What even is a body? It may seem like the original ground truth. But the word is also a metaphor. It can mean anything we are supposed to see as one thing, anything we want to hold together. As in: A body of land. A body of knowledge. The body politic.

It’s a myth, this idea that we could ever be whole, or entirely singular. No body is an island. Hiccups are catching; menstrual cycles sync. The artificial hormones used to make plastics and pesticides seep into the soil and rivers and make mutants: male lizards start spawning eggs. 

A pregnant human is a two-hearted monster. The aquatic creature within feeds and pisses across a fleshy interface.
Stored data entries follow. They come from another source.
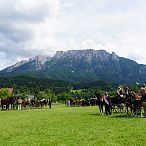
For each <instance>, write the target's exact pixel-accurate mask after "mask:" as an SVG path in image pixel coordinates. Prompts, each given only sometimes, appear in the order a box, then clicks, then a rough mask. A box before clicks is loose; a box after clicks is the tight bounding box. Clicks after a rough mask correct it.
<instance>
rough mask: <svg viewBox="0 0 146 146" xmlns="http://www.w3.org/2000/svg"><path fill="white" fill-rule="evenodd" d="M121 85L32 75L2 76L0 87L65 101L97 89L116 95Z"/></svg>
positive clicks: (90, 91) (134, 86)
mask: <svg viewBox="0 0 146 146" xmlns="http://www.w3.org/2000/svg"><path fill="white" fill-rule="evenodd" d="M118 86H119V85H118V84H115V83H111V82H105V81H95V82H89V83H87V82H86V83H84V82H65V81H61V80H50V79H46V78H35V77H30V76H13V77H1V78H0V88H13V95H14V96H15V95H16V96H17V95H19V96H20V95H21V96H22V97H28V96H32V95H33V96H35V97H37V98H52V99H53V100H58V101H65V100H67V99H69V98H74V97H78V98H86V99H87V98H92V97H94V93H95V91H97V90H98V91H100V92H101V93H102V92H104V91H108V92H109V93H110V94H111V95H114V94H115V92H116V89H117V87H118ZM122 86H123V87H124V86H125V87H126V86H129V88H130V89H131V90H134V91H136V92H138V90H139V85H136V84H135V85H127V84H125V85H122Z"/></svg>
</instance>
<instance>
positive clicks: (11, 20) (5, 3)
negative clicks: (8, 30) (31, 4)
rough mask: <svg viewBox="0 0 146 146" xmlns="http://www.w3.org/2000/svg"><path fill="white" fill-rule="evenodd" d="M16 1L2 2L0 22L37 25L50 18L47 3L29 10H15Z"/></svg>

As you meet eyes with a stranger across the library, mirror neurons fire: the part of your brain for hand lights up as they wave at you. 

New technologies network our bodies in new kinds of relationships.
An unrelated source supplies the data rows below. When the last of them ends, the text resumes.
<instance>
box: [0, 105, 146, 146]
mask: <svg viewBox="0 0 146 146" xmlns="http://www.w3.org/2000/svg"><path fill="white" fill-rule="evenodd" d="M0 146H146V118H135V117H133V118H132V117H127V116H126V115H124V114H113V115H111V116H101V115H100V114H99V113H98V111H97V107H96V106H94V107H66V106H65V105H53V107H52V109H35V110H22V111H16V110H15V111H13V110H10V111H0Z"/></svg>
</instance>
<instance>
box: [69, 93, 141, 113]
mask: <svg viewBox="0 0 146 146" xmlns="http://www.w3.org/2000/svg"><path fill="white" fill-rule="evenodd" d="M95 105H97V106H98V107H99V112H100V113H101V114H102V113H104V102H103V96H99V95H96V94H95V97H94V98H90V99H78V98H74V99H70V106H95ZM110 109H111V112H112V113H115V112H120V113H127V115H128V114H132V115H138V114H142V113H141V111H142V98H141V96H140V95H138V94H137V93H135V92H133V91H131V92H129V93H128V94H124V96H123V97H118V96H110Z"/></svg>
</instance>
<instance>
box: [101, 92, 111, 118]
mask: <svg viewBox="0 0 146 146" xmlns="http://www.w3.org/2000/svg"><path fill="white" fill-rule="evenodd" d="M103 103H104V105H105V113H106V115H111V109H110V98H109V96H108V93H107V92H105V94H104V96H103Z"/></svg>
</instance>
Science fiction has often imagined artificial intelligence as a woman with a beautiful body. Or, at least, a husky voice, the kind our hero can fall in love with. But what contemporary data analytics and machine learning actually do is break us up—into composites and probabilities. Your Facebook likes say you are 67% female, 48% African American, 80% Democrat, 28% likely to like Spike Jonze’s Her

If digital technologies break us apart and scramble us up, though, they can also create new combinations. This issue will look at new forms of knowledge production and political organization that the internet has made possible: from activists using the web to make anti-corporate media to engineers using the web to automate debt strikes, from Mormon mommy bloggers joining forces with Silicon Valley transhumanists to Amazon warehouse workers who realize that the surveillance software used to exploit them can be gamed, or smashed.

If technologies are making new monsters they are also making new affinities and solidarities that carry new potentials. As somebody once said, No one yet knows what a body can do.